Joedson Alves/Agência Brasil

Também foi requerido “que, relativamente a cada publicação, as empresas informem as quantidades de: a) visualizações; b) curtidas; c) compartilhamentos; d) repostagens/retweets; e) comentários; f) demais métricas aferíveis”.

Além desses pedidos, foi requerida a apresentação da “integralidade das postagens referentes a eleições, urnas eletrônicas, Tribunal Superior Eleitoral, Supremo Tribunal Federal, Forças Armadas e fotos e/ou vídeos com essas temáticas”, assim como a juntada aos autos de um vídeo publicado nas redes sociais do ex-presidente, que havia sido removido de sua página, mas mantido pela empresa Meta, por determinação judicial, nos termos do Marco Civil da Internet.

Em nota sobre o tema, a PGR afirmou que “o objetivo do pedido é obter informações que permitam avaliar o conteúdo e a dimensão alcançada pelas publicações do ex-presidente em relação aos fatos ocorridos em 8 de janeiro nas redes sociais”.

O leitor apressado poderia argumentar que há uma violação do princípio da necessidade, previsto na Lei Geral de Proteção de Dados (LGPD) em seu artigo 6º, III “necessidade: limitação do tratamento ao mínimo necessário para a realização de suas finalidades, com abrangência dos dados pertinentes, proporcionais e não excessivos em relação às finalidades do tratamento de dados”.

Não é o caso, contudo, de aplicação da LGPD. É que em seu artigo 4º, III, o diploma prevê as hipóteses em que o tratamento de dados pessoais não está sujeito a suas disposições legais, a saber, os tratamentos de dados pessoais para fins exclusivos de segurança pública, defesa nacional, segurança do Estado ou em caso de atividades de investigação e repressão de infrações penais.

O pedido formulado pela PGR, de listagem dos seguidores do ex-presidente, trata justamente de uma das hipóteses de exceção na aplicabilidade da LGPD, a saber, a investigação e repressão de infrações penais, o que pode levar a uma falsa sensação de inexistência de proteção jurídica da privacidade dos indivíduos.

Muito embora não haja aplicação da LGPD, desde o ano passado a proteção dos dados pessoais foi alçada à condição de direito fundamental, conforme previsto no artigo 5º, LXXIX da Constituição Federal (CF): “é assegurado, nos termos da lei, o direito à proteção dos dados pessoais, inclusive nos meios digitais”.

Não há dúvidas de que o requerimento da PGR deflagra uma colisão entre direitos fundamentais e, portanto, da estrutura ponderativa por meio da qual se expressam. No caso em análise, diversos poderiam ser os princípios constitucionais conflitados, mas, na opinião da autora, estão em xeque a garantia da proteção dos dados pessoais e a defesa da ordem constitucional e do Estado Democrático (artigo 5º, XLIV).

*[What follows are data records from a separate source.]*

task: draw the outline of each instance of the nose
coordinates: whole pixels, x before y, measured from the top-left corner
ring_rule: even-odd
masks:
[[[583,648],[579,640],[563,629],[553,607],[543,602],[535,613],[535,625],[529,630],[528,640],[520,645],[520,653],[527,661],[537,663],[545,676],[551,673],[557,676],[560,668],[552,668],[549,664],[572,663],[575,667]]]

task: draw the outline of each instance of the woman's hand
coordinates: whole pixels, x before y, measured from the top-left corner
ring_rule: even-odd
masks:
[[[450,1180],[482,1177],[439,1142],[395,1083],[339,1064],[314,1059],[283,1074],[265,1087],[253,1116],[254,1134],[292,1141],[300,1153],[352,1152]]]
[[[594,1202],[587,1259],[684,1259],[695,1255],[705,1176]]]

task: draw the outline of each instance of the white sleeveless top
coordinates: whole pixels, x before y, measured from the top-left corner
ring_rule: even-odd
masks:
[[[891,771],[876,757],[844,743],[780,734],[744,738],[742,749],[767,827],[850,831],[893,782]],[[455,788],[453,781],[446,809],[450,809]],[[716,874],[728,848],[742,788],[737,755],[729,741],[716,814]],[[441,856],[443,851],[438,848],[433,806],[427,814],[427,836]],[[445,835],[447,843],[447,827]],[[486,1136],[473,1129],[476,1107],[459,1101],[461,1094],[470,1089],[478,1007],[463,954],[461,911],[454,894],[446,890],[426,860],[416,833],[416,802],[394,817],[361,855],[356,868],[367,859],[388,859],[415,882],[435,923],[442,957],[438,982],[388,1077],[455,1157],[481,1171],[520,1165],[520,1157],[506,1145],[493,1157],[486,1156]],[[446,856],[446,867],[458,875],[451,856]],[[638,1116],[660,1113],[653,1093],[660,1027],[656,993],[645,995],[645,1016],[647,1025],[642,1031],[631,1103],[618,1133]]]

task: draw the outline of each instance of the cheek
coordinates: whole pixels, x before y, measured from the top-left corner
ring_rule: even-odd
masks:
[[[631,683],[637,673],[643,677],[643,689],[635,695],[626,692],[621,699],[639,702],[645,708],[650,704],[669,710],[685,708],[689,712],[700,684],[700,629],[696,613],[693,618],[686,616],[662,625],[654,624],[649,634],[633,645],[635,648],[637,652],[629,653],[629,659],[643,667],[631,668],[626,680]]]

Segundo a teoria de Robert Alexy [1], amplamente adotada pelos tribunais brasileiros, com destaque para o STF, diante de uma colisão de direitos fundamentais, é necessário encontrar uma solução que permita a coexistência dos direitos em conflito. Trata-se da fórmula da ponderação que envolve, em apartada síntese, três etapas principais.

Primeiro, é preciso avaliar o peso dos direitos fundamentais. Os direitos fundamentais em conflito são ponderados para determinar sua importância relativa em um caso concreto. O próximo passo é determinar qual direito fundamental tem maior peso no caso em questão. O direito que tiver um peso maior prevalecerá sobre o outro. Por fim, a restrição proporcional. Em outras palavras, o direito que prevaleceu terá sua aplicação restrita na medida do possível para acomodar o outro direito afetado. Essa restrição deve ser proporcional ao peso do direito preterido.

A fórmula da ponderação ajuda a equilibrar os direitos em conflito e a garantir a harmonização dos direitos fundamentais em um sistema jurídico. No caso em questão, conforme nota publicada pela própria PGR, o objetivo das evidências requeridas é apenas o de delimitar o alcance das fake news nas plataformas digitais utilizadas pelo ex-presidente. Segundo a Procuradoria, os seguidores do ex-presidente não estão sendo investigados: “Só há um investigado neste caso: o ex-presidente Jair Messias Bolsonaro”.

Não restam dúvidas de que o motivo que ensejou o pedido é legítimo, a saber, constituir provas num procedimento penal a fim de averiguar o cometimento de uma infração criminal que gerou prejuízos sem precedentes às instituições democráticas brasileiras. Esse não é o ponto.

A questão é saber se a medida é proporcional ao fim que almeja atingir. E a resposta é não. Para atingir a finalidade de se medir o alcance das ditas fake news e quanto ditas desinformações contribuíram para os atos terroristas de 8 de janeiro, bastaria o pedido do relatório de alcance e compartilhamento das postagens desinformativas, pedido este que também foi feito por ocasião do requerimento em análise.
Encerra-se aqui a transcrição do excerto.